O TCE/SE bloqueou um contrato ligado ao Festival da Mandioca 2026, em Lagarto. A decisão foi unânime e veio após auditores e o MP de Contas apontarem irregularidades.
O Tribunal de Contas do Estado de Sergipe (TCE/SE) esclareceu a adoção da medida cautelar referente ao Festival da Mandioca 2026, que ocorrerá no município de Lagarto. A decisão foi aprovada por unanimidade pelo Pleno do TCE e teve como relatora a conselheira Susana Maria Fontes Azevedo Freitas.
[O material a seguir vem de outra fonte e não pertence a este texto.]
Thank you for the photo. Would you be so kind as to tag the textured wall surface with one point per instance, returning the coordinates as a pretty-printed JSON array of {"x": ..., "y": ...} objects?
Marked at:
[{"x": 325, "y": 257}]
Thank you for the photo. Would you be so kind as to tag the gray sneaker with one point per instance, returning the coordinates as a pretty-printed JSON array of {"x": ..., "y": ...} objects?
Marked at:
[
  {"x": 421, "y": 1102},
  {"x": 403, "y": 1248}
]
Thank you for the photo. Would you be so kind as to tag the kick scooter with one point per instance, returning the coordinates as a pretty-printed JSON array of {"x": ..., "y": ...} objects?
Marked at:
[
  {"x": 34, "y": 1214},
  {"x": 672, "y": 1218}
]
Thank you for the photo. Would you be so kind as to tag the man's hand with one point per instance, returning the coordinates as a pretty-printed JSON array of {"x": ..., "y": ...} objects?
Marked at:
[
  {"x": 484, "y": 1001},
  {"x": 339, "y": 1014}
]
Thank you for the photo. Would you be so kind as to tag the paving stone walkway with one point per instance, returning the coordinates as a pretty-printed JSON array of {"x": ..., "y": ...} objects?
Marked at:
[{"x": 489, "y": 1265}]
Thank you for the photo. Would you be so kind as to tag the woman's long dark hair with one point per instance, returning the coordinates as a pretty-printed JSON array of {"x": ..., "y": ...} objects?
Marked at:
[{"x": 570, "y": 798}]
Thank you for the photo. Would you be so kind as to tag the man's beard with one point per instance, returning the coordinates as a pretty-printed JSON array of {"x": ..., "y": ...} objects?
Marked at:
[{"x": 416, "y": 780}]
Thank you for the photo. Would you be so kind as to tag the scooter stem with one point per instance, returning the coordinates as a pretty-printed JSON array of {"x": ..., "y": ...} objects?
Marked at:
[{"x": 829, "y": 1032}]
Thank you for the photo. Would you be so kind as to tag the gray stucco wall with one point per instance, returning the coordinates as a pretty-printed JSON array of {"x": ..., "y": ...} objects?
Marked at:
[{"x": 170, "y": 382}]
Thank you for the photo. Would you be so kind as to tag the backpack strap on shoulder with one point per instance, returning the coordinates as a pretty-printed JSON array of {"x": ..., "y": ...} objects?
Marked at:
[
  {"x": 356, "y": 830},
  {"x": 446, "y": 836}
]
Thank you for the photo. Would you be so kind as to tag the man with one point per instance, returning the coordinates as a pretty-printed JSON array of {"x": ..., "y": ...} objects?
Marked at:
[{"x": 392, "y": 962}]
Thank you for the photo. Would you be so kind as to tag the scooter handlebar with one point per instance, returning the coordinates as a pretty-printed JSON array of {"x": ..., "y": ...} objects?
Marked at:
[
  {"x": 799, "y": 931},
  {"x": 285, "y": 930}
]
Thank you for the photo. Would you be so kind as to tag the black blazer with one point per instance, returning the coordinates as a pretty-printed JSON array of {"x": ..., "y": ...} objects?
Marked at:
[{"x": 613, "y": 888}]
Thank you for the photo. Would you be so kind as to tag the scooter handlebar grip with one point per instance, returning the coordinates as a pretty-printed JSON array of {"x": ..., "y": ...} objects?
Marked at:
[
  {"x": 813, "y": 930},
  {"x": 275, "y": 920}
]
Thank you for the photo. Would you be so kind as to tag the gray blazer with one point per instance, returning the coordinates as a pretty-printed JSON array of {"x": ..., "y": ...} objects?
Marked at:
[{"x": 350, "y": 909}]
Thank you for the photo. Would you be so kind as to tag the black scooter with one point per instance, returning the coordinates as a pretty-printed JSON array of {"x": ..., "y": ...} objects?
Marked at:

A medida foi precedida por uma análise detalhada da 6ª Coordenadoria de Controle e Inspeção, composta por auditores de controle externo. Além disso, o parecer técnico do Ministério Público de Contas, emitido pelo procurador Bricio Luis da Anunciação Melo, apontou a necessidade da medida cautelar. Isso se deve a indícios de elevado impacto financeiro, com valores significativos de restos a pagar, despesas com pessoal acima do limite prudencial e a ausência de comprovação da capacidade financeira do Município.
O TCE/SE destacou que a medida cautelar é um instrumento legal e regimental, que visa proteger o erário e garantir a efetividade do controle externo. Este tipo de medida pode ser concedido em situações de urgência, mesmo antes da oitiva do gestor, sem que isso represente um julgamento definitivo de irregularidade.
“A suspensão é condicionada e limitada às contratações de atrações com valor superior a R$ 400 mil, até que o Município apresente a documentação exigida para comprovar sua disponibilidade financeira, compatibilidade orçamentária, regularidade fiscal e preservação das despesas essenciais,”
informou o TCE. Além disso, o Tribunal de Contas ressaltou que continua acompanhando as despesas públicas com festividades em outros municípios sergipanos e poderá adotar medidas similares sempre que forem identificados indícios de risco ao equilíbrio fiscal, à legalidade ou à economicidade.